Like any redblooded American, I too read and enjoyed Everything is Illuminated. Even saw the guy when he came out to A Clean, Well-Lighted Place for Books years ago. Seemed nice enough. He was mobbed by youngsters who couldn’t scrape up the dough for the hardcover. And when Foer replied on these pages that he had given his PEN money to people who needed it, I was quick to commend him. As was Poets & Writers.

But there’s a fundamental difference between a writer’s life and the work he puts out. At issue here was Foer’s behavior, which seemed out of step with the privileged life he led that many of us writing in the skids dream about. Not his books.

If Philip Roth had decided to do something as manic and desperate, then, as much as I love Roth’s books and as crazy as I am about The Plot Against America, I would have mocked him to the high heavens. Not because I have anything personal against Roth, but because it helps to communicate to the world that writers are hardly the flawless beacons that the press and the literary community (including the litblogs) make them out to be. Truth be told, the publishing industry is nuts. That can’t be stated enough. In Foer’s case, they have given a young man ridiculous sums of money in the hope that he’ll become an instant literary superstar and, like J.T. Leroy, speak to the next generation of readers and hopefully sell boatloads of books.

I don’t envy Foer’s position or the pressure he has with this new book at all. If anything good came out of all this, it was a greater understanding that Foer’s just as fucked up as the rest of us. Raw talent often is.

But Foer’s also a smart guy. And anyone even remotely familiar with the Sunday New York Times, who has even leafed through the magazine at some point, is aware of Solomon’s tactics. He did something foolish and let himself get set up. And 150 e-mails to a reporter (many of them thousands of words) is, even from a twentysomething, a tad obsessive.

Further, there’s a fundamental difference between mocking and outright loathing. I don’t think that any of the people out there actually hate Foer or that he is being “punished,” as Mark puts it. Foer is not Raskolnikov. People are reacting the same way that they responded to Gerald Ford when he said that there was no Soviet domination of Eastern Europe. For Christ’s sake, we did the same thing to Franzen.

But for what it’s worth, I’m rooting for him too.

5 Comments

  1. For what it’s worth I wasn’t really referring to your post, which did strike me more as a Solomon dig than a JSF dig. And I don’t think anyone can suggest that I’m not all for taking the piss out of the deserving. But there’s been a level of real viciousness in the attacks on JSF – they’re not all the essentially good natured digs of RotR – and I’ve actually spoken to folks who have professed a visceral loathing (“loathing” is a word that’s used quite a bit) of the guy.
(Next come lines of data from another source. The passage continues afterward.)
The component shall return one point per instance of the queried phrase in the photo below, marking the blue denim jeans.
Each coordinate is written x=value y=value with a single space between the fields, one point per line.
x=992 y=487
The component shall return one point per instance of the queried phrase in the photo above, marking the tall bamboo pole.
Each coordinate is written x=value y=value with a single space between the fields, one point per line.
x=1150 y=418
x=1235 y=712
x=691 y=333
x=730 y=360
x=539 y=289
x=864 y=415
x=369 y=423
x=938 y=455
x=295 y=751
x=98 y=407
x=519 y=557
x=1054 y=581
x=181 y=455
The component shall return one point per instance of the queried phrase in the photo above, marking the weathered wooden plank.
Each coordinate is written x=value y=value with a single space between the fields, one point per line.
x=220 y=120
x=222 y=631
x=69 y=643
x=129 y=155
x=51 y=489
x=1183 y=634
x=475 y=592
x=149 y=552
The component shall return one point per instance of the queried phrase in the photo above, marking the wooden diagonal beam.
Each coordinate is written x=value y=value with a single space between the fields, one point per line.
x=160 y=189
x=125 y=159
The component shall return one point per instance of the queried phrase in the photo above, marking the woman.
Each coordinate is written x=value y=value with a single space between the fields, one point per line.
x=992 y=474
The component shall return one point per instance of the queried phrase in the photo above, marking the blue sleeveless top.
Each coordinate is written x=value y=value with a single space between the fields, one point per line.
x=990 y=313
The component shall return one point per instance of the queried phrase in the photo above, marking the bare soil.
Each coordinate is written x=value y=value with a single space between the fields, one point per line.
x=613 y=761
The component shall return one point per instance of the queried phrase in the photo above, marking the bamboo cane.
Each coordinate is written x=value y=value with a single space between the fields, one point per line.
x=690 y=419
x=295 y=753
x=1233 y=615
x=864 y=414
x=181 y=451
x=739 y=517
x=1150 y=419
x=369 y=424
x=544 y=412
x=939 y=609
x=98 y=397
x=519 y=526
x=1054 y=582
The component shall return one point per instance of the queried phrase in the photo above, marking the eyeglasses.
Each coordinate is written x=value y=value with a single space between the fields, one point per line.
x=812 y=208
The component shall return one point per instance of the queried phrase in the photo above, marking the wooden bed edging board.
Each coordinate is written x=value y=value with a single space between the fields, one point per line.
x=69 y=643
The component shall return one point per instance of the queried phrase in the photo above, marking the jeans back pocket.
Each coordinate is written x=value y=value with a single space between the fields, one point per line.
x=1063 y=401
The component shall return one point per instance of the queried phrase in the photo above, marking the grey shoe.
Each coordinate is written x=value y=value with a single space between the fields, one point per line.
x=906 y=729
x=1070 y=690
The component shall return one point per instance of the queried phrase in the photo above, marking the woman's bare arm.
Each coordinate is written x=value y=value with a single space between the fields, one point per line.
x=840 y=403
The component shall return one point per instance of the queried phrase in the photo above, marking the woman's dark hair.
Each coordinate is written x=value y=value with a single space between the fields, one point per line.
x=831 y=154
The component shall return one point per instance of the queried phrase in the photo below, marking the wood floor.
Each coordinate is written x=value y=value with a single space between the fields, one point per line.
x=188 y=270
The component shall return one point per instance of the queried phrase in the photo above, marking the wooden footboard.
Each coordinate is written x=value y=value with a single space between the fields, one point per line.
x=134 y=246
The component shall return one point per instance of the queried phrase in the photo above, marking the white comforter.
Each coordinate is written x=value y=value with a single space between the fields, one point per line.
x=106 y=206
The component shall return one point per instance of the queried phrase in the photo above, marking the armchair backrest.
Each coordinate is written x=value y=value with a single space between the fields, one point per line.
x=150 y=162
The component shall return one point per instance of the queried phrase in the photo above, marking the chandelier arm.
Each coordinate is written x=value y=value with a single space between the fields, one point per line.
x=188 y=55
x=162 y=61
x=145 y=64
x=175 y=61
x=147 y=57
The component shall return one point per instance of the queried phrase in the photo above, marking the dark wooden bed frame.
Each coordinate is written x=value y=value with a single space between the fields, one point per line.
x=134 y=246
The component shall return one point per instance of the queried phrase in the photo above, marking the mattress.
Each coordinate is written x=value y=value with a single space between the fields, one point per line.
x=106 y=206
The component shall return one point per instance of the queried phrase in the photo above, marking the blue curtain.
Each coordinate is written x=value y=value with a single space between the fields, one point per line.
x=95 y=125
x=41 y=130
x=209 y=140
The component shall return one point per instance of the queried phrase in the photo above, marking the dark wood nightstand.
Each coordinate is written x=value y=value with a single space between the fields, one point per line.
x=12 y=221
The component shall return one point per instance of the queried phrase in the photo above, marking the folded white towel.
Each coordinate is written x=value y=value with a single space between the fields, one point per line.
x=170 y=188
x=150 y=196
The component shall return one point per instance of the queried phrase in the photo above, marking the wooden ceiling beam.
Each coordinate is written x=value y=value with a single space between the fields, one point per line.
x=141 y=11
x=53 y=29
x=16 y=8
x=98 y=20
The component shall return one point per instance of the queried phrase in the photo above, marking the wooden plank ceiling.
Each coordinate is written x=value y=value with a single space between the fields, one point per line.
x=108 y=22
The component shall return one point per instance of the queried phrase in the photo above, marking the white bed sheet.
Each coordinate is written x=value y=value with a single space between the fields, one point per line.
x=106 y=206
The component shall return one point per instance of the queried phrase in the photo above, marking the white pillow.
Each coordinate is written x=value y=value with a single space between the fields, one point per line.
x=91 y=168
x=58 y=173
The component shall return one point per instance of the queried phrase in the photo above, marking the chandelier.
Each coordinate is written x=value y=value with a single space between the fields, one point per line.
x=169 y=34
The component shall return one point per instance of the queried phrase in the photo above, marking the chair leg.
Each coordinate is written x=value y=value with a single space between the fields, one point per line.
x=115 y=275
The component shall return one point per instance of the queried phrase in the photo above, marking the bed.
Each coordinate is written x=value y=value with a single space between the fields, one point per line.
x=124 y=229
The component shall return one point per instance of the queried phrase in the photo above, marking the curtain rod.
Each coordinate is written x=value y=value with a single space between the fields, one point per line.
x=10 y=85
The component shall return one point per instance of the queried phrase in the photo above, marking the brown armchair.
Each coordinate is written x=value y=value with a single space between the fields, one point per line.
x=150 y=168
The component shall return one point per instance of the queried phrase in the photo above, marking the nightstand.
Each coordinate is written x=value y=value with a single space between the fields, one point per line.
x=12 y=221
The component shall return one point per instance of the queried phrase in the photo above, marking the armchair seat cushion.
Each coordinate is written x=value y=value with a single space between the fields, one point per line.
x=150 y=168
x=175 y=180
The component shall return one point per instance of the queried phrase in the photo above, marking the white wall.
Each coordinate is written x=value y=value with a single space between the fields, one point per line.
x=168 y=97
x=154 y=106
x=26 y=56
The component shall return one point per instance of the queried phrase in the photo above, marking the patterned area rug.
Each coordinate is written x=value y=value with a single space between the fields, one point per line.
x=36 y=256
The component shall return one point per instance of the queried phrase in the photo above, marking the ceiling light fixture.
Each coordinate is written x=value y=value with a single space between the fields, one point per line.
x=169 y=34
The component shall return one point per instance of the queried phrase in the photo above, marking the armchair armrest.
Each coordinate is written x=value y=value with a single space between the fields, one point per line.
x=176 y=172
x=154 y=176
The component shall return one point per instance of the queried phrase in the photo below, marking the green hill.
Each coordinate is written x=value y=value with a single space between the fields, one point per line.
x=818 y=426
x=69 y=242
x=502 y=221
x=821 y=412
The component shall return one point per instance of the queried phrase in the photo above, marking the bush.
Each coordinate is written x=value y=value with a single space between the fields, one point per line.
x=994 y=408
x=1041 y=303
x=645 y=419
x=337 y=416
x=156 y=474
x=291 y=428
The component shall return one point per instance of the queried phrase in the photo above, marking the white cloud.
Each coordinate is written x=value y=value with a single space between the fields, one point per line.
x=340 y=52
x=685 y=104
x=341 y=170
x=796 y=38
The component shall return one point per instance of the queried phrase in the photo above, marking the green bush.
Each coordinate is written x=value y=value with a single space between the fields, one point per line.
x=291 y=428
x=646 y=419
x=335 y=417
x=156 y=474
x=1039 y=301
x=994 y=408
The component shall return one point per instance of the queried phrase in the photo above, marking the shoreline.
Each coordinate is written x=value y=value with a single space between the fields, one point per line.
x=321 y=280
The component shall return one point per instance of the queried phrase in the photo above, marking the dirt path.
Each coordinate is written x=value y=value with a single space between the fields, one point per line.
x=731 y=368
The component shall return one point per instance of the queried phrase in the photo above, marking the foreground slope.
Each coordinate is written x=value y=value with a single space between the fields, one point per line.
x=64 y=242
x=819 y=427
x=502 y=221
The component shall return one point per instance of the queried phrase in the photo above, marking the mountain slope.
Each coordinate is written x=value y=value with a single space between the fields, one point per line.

So it seemed time to urge some people (again, not RotR) to chill the fuck out.

    Pissing in the wind …a TEV specialty …

  2. And I should point out that, disagreements aside, I still happen to think that Mark Sarvas is the sexiest litblogger in Los Angeles.

  3. If anything, Franzen offers definitive proof that I can mercilessly mock an author and still believe he is a stunning literary talent.